There are plans to recover the whale carcass beached in the nearby town of Rocky Harbour once preparations for the Trout River whale are complete.
The Trout River whale gained international media attention after the creature became massively bloated and threatened to explode. That never happened and the whale - now very deflated and getting very stinky - remained in the same spot for the past several weeks.
Jacqueline Smith from the Royal Museum arrived in Trout River on Wednesday and described her first impressions of the blue whale in a blog post.
"[The whale] is heavily deflated and the seagulls have begun to pick at the decaying bits underneath the body," Smith wrote. "Large chunks have been carved out of the sides, apparently to feed some local huskies, and the taste of what can only be described as a bitter sourness stink is coming from a large wound on the side. Bare cartilage and bone are showing from where someone has managed to chop one off one of the flippers."
Engstrom and the museum's assistant curator of mammalogy discussed the recovery efforts in a Google Hangout on Thursday morning. You can watch a recording below.

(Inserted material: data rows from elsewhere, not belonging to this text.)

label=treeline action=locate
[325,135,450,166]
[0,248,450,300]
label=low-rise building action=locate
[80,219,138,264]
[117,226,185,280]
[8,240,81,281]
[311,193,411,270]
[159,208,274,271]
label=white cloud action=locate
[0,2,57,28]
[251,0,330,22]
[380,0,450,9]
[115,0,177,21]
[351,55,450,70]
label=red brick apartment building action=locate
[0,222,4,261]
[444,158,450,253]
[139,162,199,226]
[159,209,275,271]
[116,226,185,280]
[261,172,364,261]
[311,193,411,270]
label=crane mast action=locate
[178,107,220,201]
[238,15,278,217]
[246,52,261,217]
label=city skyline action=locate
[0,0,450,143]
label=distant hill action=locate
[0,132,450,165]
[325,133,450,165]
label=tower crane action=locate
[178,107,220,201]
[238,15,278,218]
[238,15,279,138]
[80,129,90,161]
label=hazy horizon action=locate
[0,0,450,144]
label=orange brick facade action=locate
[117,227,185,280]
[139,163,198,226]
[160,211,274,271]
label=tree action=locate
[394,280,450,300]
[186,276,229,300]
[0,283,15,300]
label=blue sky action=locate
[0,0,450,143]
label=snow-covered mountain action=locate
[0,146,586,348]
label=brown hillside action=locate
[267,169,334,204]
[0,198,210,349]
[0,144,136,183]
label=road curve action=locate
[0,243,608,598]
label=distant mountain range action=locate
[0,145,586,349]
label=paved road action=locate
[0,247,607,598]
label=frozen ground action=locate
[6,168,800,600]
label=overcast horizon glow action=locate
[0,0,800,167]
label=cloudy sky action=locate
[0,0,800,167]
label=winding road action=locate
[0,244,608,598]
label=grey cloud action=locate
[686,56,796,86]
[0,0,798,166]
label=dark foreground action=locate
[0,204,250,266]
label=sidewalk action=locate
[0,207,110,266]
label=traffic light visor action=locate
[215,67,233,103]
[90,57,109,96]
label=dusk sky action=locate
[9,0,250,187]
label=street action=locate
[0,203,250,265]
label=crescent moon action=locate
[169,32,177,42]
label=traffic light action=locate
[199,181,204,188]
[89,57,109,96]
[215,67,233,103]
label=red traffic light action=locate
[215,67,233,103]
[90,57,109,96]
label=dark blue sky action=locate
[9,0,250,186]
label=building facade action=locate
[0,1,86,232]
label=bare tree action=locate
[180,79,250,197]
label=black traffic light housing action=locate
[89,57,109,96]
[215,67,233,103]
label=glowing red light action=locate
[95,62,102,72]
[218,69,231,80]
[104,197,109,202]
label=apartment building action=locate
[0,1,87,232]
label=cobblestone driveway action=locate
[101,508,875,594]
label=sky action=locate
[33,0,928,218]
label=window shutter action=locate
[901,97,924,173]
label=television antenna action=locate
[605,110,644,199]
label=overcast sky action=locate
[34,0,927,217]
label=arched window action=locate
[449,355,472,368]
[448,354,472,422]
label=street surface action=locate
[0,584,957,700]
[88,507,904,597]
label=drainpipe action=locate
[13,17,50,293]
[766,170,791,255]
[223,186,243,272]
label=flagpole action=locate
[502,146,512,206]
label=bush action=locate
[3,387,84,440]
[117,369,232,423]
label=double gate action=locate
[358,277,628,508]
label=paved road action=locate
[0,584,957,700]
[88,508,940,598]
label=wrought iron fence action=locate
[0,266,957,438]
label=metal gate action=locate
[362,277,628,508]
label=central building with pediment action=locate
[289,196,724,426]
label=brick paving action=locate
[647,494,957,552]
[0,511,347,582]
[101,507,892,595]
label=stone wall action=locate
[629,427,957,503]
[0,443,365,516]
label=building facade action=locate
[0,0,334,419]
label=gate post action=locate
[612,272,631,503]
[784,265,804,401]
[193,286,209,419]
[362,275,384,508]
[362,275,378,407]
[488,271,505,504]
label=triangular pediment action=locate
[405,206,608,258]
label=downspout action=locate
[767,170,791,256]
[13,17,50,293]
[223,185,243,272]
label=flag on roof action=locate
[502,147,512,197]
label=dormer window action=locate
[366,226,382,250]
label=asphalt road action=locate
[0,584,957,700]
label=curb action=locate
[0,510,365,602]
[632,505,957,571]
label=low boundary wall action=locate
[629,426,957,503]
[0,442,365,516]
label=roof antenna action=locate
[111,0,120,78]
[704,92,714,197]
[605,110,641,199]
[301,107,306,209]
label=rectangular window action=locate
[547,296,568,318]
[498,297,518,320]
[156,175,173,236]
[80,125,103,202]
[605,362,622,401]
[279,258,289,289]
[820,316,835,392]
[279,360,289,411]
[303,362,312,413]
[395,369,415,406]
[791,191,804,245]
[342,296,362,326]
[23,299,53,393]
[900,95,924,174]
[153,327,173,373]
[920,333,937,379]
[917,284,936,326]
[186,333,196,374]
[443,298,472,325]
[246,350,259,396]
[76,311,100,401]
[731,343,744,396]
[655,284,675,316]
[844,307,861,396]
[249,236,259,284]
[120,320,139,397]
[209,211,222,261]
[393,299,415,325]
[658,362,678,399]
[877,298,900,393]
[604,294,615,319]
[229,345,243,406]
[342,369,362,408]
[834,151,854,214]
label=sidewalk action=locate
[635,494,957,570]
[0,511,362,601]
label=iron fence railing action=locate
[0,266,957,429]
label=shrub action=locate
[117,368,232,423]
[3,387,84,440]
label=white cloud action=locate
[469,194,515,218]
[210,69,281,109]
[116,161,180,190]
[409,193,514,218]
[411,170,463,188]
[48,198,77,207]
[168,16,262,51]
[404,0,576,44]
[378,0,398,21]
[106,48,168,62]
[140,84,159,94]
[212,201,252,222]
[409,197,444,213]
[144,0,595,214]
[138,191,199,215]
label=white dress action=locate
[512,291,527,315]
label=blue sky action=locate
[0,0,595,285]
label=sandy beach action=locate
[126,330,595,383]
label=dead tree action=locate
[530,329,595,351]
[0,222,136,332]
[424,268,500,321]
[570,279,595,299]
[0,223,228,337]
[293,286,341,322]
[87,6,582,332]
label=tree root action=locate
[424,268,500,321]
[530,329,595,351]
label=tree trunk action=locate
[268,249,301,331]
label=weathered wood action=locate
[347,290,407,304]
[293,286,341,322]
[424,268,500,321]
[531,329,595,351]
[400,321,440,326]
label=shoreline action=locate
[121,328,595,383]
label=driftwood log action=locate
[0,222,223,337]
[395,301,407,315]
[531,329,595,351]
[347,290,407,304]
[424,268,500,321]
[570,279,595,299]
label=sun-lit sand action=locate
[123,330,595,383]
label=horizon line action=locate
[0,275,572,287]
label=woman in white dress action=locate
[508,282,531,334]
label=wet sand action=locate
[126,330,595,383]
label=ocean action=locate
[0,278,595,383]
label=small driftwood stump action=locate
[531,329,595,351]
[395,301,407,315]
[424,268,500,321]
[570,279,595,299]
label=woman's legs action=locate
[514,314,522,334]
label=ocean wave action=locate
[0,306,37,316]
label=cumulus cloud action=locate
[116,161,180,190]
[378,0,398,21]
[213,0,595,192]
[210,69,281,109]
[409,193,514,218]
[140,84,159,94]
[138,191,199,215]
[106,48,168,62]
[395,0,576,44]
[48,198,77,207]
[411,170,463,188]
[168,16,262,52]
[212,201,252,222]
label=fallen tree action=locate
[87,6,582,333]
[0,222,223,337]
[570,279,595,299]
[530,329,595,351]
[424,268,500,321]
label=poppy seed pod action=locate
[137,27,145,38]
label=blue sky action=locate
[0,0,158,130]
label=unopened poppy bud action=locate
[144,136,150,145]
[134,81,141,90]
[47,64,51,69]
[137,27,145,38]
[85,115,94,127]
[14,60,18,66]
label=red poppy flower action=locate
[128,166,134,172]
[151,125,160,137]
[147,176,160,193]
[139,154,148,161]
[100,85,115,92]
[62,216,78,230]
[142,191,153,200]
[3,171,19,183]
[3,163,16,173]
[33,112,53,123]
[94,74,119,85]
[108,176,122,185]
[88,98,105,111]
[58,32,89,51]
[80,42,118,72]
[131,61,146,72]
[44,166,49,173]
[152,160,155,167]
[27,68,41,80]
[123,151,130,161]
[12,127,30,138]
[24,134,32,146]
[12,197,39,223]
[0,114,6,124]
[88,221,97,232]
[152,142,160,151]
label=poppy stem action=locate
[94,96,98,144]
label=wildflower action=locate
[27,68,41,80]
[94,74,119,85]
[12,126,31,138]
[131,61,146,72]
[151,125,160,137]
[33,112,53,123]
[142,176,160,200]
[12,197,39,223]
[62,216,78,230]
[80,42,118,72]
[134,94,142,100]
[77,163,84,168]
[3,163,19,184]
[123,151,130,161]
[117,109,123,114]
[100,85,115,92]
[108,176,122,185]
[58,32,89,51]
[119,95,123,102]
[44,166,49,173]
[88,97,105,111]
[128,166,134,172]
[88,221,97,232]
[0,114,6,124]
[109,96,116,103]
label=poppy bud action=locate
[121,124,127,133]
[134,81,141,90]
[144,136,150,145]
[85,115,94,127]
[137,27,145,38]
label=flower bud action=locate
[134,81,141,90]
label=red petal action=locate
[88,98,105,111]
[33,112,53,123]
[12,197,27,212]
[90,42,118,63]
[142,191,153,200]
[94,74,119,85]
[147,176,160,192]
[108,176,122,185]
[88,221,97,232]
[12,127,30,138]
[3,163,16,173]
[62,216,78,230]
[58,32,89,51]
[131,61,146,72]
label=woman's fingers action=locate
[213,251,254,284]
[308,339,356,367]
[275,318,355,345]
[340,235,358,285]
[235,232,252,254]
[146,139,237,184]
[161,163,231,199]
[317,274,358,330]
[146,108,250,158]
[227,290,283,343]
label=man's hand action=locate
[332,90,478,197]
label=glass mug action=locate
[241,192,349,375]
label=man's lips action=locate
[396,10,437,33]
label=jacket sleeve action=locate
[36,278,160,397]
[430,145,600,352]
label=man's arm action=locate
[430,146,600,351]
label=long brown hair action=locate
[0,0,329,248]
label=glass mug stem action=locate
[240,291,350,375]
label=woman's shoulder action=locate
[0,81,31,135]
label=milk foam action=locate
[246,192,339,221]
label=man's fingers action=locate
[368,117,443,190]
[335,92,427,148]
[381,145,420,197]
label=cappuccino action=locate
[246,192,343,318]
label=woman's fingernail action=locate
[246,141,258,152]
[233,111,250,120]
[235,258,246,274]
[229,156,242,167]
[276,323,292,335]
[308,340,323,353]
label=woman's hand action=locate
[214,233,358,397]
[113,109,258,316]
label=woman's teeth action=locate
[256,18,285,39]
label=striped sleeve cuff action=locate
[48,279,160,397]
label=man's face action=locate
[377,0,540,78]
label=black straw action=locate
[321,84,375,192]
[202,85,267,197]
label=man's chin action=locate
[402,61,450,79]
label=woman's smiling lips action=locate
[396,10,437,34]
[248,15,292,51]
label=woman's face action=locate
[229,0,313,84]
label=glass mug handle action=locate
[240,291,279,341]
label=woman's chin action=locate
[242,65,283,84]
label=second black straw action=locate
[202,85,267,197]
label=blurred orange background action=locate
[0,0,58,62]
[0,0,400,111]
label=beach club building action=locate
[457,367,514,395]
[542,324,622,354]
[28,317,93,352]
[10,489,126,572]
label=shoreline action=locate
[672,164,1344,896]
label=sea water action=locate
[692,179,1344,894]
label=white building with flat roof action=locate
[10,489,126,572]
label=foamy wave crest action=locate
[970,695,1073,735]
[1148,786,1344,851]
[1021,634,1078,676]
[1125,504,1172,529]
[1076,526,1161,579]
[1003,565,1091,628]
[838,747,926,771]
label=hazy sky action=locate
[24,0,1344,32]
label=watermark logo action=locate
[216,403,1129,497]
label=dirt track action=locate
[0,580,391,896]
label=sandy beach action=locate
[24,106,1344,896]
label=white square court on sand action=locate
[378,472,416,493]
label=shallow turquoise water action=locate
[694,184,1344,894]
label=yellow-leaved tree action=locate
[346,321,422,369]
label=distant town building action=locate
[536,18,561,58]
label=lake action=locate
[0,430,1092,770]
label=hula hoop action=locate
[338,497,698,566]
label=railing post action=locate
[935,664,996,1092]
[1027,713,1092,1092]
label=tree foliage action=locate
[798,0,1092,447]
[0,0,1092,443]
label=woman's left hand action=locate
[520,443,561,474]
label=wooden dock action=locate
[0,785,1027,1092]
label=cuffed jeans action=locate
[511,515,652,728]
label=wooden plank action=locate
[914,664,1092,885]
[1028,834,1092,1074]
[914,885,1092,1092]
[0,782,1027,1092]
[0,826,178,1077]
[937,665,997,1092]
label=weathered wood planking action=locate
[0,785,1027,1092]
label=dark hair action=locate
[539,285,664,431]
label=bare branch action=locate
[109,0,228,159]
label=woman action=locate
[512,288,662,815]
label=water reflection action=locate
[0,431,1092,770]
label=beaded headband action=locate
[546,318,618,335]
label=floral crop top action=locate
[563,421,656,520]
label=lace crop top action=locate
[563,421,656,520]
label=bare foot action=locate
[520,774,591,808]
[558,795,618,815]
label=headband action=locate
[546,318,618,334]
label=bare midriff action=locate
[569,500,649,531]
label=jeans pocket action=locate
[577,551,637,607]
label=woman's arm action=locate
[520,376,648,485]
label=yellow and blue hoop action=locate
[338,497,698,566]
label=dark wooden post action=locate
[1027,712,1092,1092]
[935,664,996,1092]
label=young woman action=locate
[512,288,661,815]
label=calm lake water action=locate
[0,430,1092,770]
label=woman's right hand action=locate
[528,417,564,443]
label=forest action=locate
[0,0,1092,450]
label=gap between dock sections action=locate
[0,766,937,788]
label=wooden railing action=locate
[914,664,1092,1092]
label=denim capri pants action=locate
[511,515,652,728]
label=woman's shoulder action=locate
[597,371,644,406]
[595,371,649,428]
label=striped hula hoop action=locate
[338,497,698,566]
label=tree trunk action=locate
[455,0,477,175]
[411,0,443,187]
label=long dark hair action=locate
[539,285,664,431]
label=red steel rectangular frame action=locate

The whales are two of at least nine blue whales that were killed by severe ice conditions in the North Atlantic this winter, the museum said.
In a statement, Engstrom said the loss represents up to 5% the species, which is listed as endangered.
"This is an important opportunity to further our understanding of these magnificent animals," he said, "and provide an invaluable resource for Canadian science and education now and in the future."